The simple out and back is the easiest run. You just go to the halfway point and turn around. But what about the mini out and back that is part of a longer run? Or the double out and back? For most people this is no big deal. For me? Well I seem to be a bit mathematically challenged when it come to accurately calculating the proper distance.
Sometimes this necessitates a short little addition to your run when you arrive a what was to be “the end.” Other times it means you arrive at your goal distance but you are nowhere near the end of your run. This is what happened to me on my long run this week.
I had actually mapped out a course. One that started at a higher elevation than it would end, included lots of hills, but with more down than up (thankfully my husband was kind enough to drop me off). The route I mapped out was exactly 18 miles. Perfect!
But mid run, because of traffic, I decided to detour to a bike trail. So I had to make some quick calculations to re-route myself to my car. So here was my calculation: I left the bike trail approximately a half a mile from my car and I was at 14.75 miles, thus needing 3.25 to complete the run. I calculated that if I headed away for a mini out and back I should go 1.6 miles and I should get close to my goal. HaHa! As I write this I realize one mistake…the decision to turn around at 16.6. That added a bit! But it was worse than that… when I hit 18 miles I wasn’t close. Damn! I made it to my car at 18.9, but then I had to jog around for a tenth of a mile because who stops at 18.9?

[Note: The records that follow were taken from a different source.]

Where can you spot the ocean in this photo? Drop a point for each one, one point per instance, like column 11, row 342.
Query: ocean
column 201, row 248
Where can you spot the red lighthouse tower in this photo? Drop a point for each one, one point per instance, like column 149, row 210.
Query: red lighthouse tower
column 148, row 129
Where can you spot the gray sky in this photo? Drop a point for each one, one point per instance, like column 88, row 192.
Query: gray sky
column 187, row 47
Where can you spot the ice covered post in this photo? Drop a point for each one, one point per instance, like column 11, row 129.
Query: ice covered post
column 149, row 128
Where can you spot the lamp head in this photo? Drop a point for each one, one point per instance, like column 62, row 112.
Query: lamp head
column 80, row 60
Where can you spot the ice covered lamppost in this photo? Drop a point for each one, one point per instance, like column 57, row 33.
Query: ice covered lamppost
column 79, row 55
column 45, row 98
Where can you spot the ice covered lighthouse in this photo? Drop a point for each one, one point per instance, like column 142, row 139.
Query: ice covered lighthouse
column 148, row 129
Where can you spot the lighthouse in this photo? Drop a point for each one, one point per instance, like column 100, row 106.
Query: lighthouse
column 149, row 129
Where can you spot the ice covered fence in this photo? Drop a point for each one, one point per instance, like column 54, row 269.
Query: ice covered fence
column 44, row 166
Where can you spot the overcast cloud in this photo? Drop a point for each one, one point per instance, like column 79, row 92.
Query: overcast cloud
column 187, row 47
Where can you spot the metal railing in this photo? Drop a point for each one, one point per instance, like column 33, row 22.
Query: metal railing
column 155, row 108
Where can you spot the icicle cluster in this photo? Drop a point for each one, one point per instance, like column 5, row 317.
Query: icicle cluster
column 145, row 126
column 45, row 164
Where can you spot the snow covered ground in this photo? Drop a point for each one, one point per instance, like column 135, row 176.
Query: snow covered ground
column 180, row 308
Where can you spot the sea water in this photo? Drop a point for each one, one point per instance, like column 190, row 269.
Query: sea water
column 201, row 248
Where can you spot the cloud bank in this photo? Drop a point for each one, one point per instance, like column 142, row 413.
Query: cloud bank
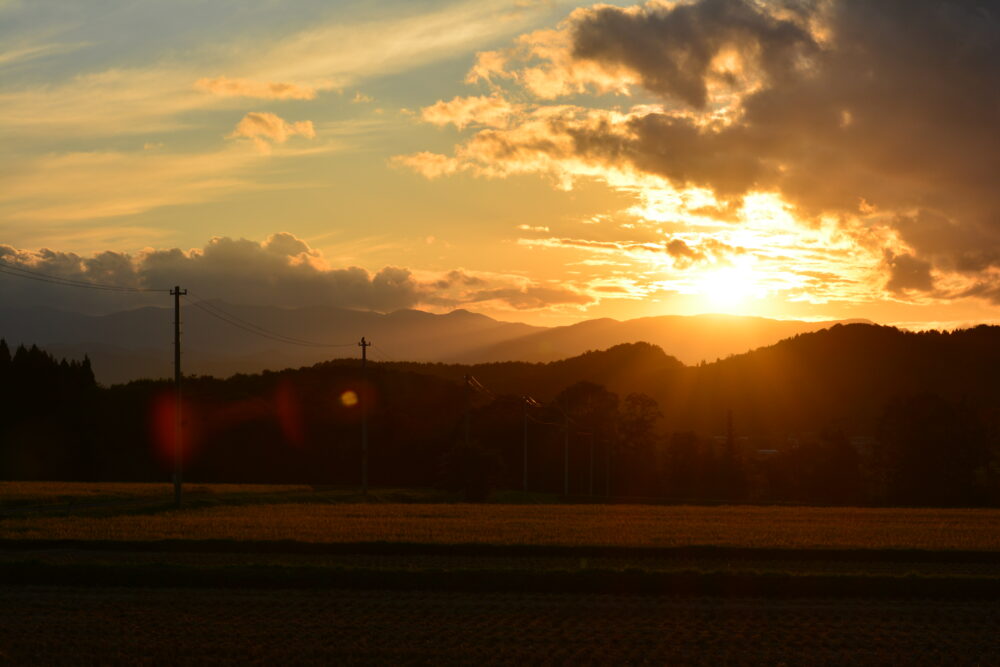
column 879, row 115
column 283, row 270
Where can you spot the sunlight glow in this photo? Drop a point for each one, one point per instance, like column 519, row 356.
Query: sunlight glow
column 728, row 289
column 349, row 398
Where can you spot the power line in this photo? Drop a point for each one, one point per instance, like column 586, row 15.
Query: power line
column 384, row 353
column 233, row 320
column 30, row 274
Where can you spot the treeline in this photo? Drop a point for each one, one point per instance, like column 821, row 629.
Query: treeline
column 851, row 415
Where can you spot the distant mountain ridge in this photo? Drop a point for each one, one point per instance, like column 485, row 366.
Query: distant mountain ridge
column 137, row 343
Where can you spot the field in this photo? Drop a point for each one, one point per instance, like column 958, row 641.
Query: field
column 296, row 574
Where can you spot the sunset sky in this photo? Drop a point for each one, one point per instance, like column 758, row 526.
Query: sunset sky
column 544, row 162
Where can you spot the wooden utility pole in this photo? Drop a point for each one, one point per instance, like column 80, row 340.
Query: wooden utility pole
column 177, row 293
column 362, row 390
column 566, row 455
column 524, row 403
column 591, row 464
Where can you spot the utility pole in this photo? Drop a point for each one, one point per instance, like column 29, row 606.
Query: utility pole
column 591, row 464
column 566, row 455
column 524, row 403
column 364, row 345
column 177, row 293
column 468, row 410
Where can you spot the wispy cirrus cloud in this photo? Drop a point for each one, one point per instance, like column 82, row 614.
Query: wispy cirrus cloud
column 267, row 90
column 265, row 129
column 298, row 65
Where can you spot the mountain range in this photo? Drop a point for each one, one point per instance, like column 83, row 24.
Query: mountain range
column 221, row 339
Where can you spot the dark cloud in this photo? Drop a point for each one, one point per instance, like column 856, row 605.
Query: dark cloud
column 898, row 105
column 886, row 110
column 673, row 51
column 281, row 271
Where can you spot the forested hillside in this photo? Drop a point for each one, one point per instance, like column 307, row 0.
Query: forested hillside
column 856, row 413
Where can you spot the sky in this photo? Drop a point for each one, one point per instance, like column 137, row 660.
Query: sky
column 544, row 162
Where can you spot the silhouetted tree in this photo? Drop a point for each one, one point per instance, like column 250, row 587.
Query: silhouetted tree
column 931, row 451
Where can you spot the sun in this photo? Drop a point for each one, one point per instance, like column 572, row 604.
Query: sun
column 728, row 289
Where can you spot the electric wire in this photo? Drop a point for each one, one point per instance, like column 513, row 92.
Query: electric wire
column 31, row 274
column 240, row 323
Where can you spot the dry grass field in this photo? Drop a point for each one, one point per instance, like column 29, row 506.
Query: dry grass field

The good news is that my 19 mile run felt great.
Another fun thing? My Garmin thinks I’ve been climbing stairs, and sent me a notification to say that I should go up stairs as well as down them. Funny!
Here’s my training log for the past week. http://Final Surge Training
Less than a month until race day! This week I’ll be running a fitness assessing half marathon. I haven’t raced yet this year so I’m looking forward to it.